A travers cet étrange destin, c’est de la condition humaine que le film parle. Et surtout de l’attitude de l’Homme face à elle : Harold se découvre mortel, et comme n’importe qui à ce moment là, il cherche à donner un sens à une existence jusqu’alors insignifiante. Il le trouve dans la recherche du bonheur, mais sa mortalité le rattrape, puisqu’elle est inexorable.
Tout se joue alors dans la recherche de son créateur. Il le trouve en consultant une sorte de gourou de la littérature, et découvre rapidement que son existence n’aura de sens réel - c’est à dire de valeur exemplaire - que s’il accepte sa mortalité. Harold renonce donc à négocier du temps de vie supplémentaire, et consent donc au sacrifice, conscient maintenant de l’importance de son existence.
C’est donc à une histoire imprégnée des valeurs de la morale chrétienne que nous assistons, même s’il n’est jamais iconiquement fait allusion à une quelconque religion dans tout le film. L’étrange destin d’Harold était donc de représenter l’humain dans toutes ses carences, mais aussi dans sa capacité à se sublimer. Il est voué à chercher à sauver ses semblables en devenant un exemple, et à travers cet acte à se sauver lui-même.

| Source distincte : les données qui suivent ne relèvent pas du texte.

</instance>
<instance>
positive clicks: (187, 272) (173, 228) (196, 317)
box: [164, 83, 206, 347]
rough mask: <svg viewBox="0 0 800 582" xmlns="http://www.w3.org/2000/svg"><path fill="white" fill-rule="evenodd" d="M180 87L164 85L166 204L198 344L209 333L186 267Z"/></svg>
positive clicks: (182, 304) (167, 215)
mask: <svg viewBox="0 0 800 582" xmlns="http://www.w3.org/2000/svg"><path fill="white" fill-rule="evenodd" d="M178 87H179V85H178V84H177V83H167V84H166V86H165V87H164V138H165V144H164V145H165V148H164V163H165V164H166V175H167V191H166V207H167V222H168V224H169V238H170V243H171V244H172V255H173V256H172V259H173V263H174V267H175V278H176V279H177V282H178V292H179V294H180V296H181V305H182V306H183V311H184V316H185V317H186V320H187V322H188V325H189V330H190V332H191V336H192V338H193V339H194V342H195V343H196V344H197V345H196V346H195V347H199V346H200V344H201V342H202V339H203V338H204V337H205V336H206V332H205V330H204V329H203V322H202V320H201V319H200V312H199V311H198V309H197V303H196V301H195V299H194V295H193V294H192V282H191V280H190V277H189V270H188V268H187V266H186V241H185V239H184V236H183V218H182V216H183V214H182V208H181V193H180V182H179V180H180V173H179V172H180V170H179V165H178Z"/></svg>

Marc Forster a la délicatesse de ne pas marteler l’esprit du spectateur avec des convictions religieuses, et nous livre l’air de rien une jolie réflexion existentielle sous l’apparence d’une comédie. La parabole religieuse ne prend de sens que dans la mesure où Harold ne parvient pas, sans se trouver un créateur, à trouver une signification à son existence. Par certains côtés d’ailleurs, la quête du personnage fait penser à celle des répliquants en cavale dans Blade Runner (Ridley Scott, 1982). Servie par des acteurs au diapason, et notamment un Will Ferrell très sobre, à des années-lumière de ses personnages baroques habituels, l’étrange destin de Harold Crick mérite mieux que l’indifférence polie qui lui avait été réservée à sa sortie.